You are viewing a plain text version of this content. The canonical link for it is here.

Posted to reviews@spark.apache.org by GitBox <gi...@apache.org> on 2021/09/17 19:05:10 UTC

[GitHub] [spark] c21 opened a new pull request #34034: [SPARK-36794][SQL] Ignore duplicated join keys when building relation for SEMI/ANTI hash join

c21 opened a new pull request #34034:
URL: https://github.com/apache/spark/pull/34034

### What changes were proposed in this pull request?

For LEFT SEMI and LEFT ANTI hash equi-join without extra join condition, we only need to keep one row per unique join key(s) inside hash table (`HashedRelation`) when building the hash table. This can help reduce the size of hash table of join.
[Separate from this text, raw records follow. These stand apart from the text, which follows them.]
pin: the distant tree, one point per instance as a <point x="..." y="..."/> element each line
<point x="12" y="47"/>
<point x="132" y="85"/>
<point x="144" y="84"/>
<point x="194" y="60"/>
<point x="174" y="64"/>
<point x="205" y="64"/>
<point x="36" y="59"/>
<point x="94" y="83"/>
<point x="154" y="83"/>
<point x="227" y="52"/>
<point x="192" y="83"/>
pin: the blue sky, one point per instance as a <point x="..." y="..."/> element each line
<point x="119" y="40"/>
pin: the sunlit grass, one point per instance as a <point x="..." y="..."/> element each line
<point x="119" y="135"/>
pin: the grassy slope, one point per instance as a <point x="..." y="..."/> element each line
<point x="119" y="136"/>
This PR adds the optimization in `UnsafeHashedRelation` for broadcast hash join and shuffled hash join. The optimization for `LongHashedRelation` would be added later in the future, because it needs more change of underlying hash table data structure `LongToUnsafeRowMap` to check if key exists in hash table or not.

### Why are the changes needed?

Help reduce the hash table size of join for LEFT SEMI and LEFT ANTI.
This can increase the chance of broadcast join of these queries, and reduce OOM possibility of shuffled hash join.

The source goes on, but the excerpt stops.